EEG (Electroencephalogram)
🧠 An Electroencephalogram (EEG) is a non-invasive test that records electrical activity in the brain via scalp electrodes. It provides a real-time picture of brain function and is particularly useful for detecting abnormalities such as seizures, sleep disorders, and encephalopathies. EEG is safe, painless, and remains a cornerstone of neurological diagnosis.
✨ Uses of EEG
- ⚡ Seizure Disorders: The most common use ➝ helps diagnose epilepsy and classify seizure types by identifying abnormal discharges (spikes, sharp waves).
- 😴 Sleep Disorders: Assists in diagnosing narcolepsy, sleep apnea, and parasomnias. Can also map normal sleep stages.
- 🧀 Brain Tumors & Structural Lesions: Detects focal slowing near lesions or mass effect.
- 🤕 Head Injuries: Evaluates functional impairment post-trauma, especially in diffuse brain injury.
- 🧪 Encephalopathy: Metabolic or toxic encephalopathies produce global slowing of EEG activity.
- 🔪 Intraoperative Monitoring: Used during neurosurgery or vascular surgery to monitor cortical activity and prevent ischemia.
- 💤 Coma & Brain Death Evaluation: EEG can show low-amplitude slow waves in coma or a flatline pattern in brain death (with clinical correlation).
⚙️ How EEG is Done
- 🧼 Preparation: Avoid caffeine/medications that alter brain activity. The scalp is cleaned; electrodes applied with conductive gel.

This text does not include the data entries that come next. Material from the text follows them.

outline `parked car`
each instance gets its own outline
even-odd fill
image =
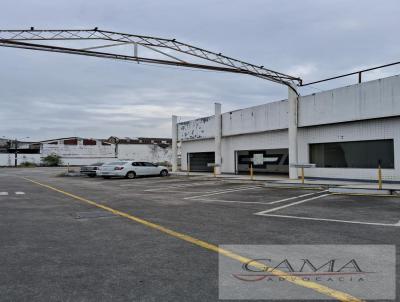
[[[102,165],[96,174],[103,178],[125,177],[133,179],[136,176],[159,175],[168,176],[168,168],[149,162],[115,161]]]
[[[88,166],[81,167],[81,174],[89,177],[95,177],[96,171],[103,165],[103,163],[95,163]]]

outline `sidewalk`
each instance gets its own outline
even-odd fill
[[[222,178],[227,180],[252,181],[249,175],[221,174],[214,176],[207,172],[173,172],[172,175]],[[253,181],[265,182],[266,186],[295,187],[295,188],[325,188],[331,193],[337,194],[365,194],[365,195],[396,195],[400,196],[400,184],[385,184],[379,190],[378,183],[344,180],[323,180],[306,179],[305,183],[301,179],[289,179],[285,175],[254,175]]]

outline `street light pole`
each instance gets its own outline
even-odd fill
[[[15,152],[14,152],[14,166],[17,167],[18,166],[18,141],[17,139],[14,139],[14,148],[15,148]]]

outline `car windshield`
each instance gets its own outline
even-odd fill
[[[112,163],[108,163],[107,166],[121,166],[121,165],[125,165],[127,162],[126,161],[115,161]]]

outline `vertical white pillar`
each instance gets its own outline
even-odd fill
[[[178,117],[172,116],[172,172],[178,171]]]
[[[221,104],[215,103],[215,174],[221,174],[221,138],[222,138],[222,119]]]
[[[288,103],[289,103],[289,178],[298,179],[297,168],[292,165],[298,162],[297,152],[297,109],[298,109],[298,95],[296,87],[293,85],[288,86]]]

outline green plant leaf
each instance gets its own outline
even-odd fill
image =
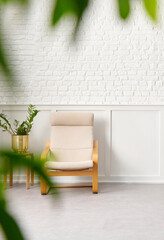
[[[130,14],[130,0],[118,0],[119,14],[122,19],[127,19]]]
[[[35,105],[30,104],[28,106],[28,116],[25,121],[23,121],[21,124],[17,120],[14,121],[16,129],[15,133],[17,135],[26,135],[31,131],[31,128],[33,126],[33,121],[36,115],[38,114],[39,110],[35,109]]]
[[[0,120],[0,127],[3,128],[2,131],[7,131],[8,133],[10,133],[11,135],[14,134],[14,130],[11,127],[10,122],[8,121],[7,117],[5,114],[0,113],[0,118],[3,119],[4,123],[2,123],[2,121]]]
[[[0,3],[10,3],[10,2],[14,2],[14,3],[20,3],[20,4],[27,4],[29,0],[0,0]]]
[[[0,6],[2,4],[7,4],[10,2],[27,5],[28,1],[29,0],[0,0]],[[3,36],[2,31],[0,29],[0,71],[3,72],[3,74],[5,76],[5,81],[8,82],[8,84],[12,86],[15,79],[14,79],[12,68],[10,67],[10,64],[9,64],[9,57],[7,57],[6,50],[4,49],[2,36]]]
[[[143,0],[149,16],[155,21],[157,18],[157,0]]]
[[[9,150],[0,151],[0,174],[10,171],[11,166],[16,167],[29,167],[33,169],[39,176],[41,176],[49,186],[53,186],[51,179],[44,172],[44,161],[39,157],[35,157],[33,161],[29,161],[23,154],[12,152]]]
[[[0,32],[0,34],[1,34],[1,32]],[[9,68],[9,61],[5,55],[5,50],[3,49],[3,43],[2,43],[1,39],[0,39],[0,67],[6,76],[6,80],[8,82],[11,82],[12,81],[12,73],[11,73],[11,69]]]
[[[55,26],[64,15],[72,14],[76,17],[76,26],[74,29],[74,34],[76,35],[79,23],[88,4],[89,0],[55,1],[55,7],[52,14],[52,26]]]
[[[14,218],[0,205],[0,225],[7,240],[24,240],[24,236]]]
[[[11,124],[10,124],[9,120],[7,119],[7,116],[5,114],[0,113],[0,118],[2,118],[6,122],[6,124],[9,126],[9,128],[11,128]]]
[[[15,119],[15,120],[14,120],[14,126],[15,126],[15,127],[18,127],[18,125],[19,125],[19,121]]]
[[[14,218],[6,211],[2,175],[0,176],[0,225],[2,226],[7,240],[25,239]]]
[[[6,208],[6,200],[4,196],[4,186],[3,186],[3,178],[0,176],[0,206],[2,208]]]
[[[0,225],[6,235],[7,240],[24,240],[24,236],[14,220],[14,218],[6,210],[6,200],[3,192],[3,174],[10,172],[12,168],[17,167],[29,167],[38,173],[49,185],[53,186],[51,179],[44,172],[44,161],[40,160],[40,157],[30,161],[22,154],[18,154],[9,150],[0,151]],[[52,195],[53,196],[53,195]]]

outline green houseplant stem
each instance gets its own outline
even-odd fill
[[[28,106],[28,116],[25,121],[20,123],[18,120],[14,120],[15,129],[12,128],[7,116],[3,113],[0,114],[0,127],[3,132],[8,132],[11,135],[28,135],[32,129],[33,121],[36,115],[38,114],[38,110],[35,109],[35,106],[30,104]]]

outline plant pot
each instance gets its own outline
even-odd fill
[[[12,149],[15,152],[24,153],[29,146],[29,135],[12,135]]]

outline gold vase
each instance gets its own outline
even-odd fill
[[[15,152],[25,153],[29,146],[29,135],[12,135],[12,149]]]

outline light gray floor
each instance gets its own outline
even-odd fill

- 🎯 Electrode Placement: Usually 16–25 electrodes placed using the 10–20 system. They record regional brain activity.
- 📊 Recording: Patient relaxes, often asked to close eyes. Provocative maneuvers like hyperventilation or photic stimulation (flashing lights) may be added to trigger abnormalities.
- ⏱️ Duration: Routine EEG lasts 20–40 minutes. Prolonged/ambulatory EEGs (24–72 hrs) increase diagnostic yield, especially for intermittent seizures.
- ✅ Post-Test: Electrodes are removed; no recovery period needed. A neurologist interprets the traces.
📈 Interpretation of EEG Results
- ✅ Normal Brain Waves:
- Alpha waves (8–12 Hz): Relaxed, awake state (posterior head regions).
- Beta waves (13–30 Hz): Alert, active thinking.
- Theta (4–7 Hz) & Delta (<4 Hz): Normal in sleep, abnormal in awake adults.
- ⚠️ Abnormal Brain Waves:
- Epileptic Seizures: Sharp spikes, spike-and-wave complexes (classic 3 Hz in absence seizures).
- Brain Tumors/Lesions: Focal slowing near lesion sites.
- Sleep Disorders: Altered sleep spindles or disrupted architecture.
- Coma/Brain Death: Low-voltage slow activity in coma; flatline in brain death (must be confirmed with repeat studies + clinical assessment).
- 💡 Clinical Relevance: EEG patterns alone are rarely diagnostic ➝ they must be interpreted alongside history, clinical exam, and imaging (MRI/CT).
📌 Teaching Pearl: A normal EEG does not exclude epilepsy ❗ Abnormalities may only appear during seizures, so prolonged monitoring or video-EEG telemetry is often required.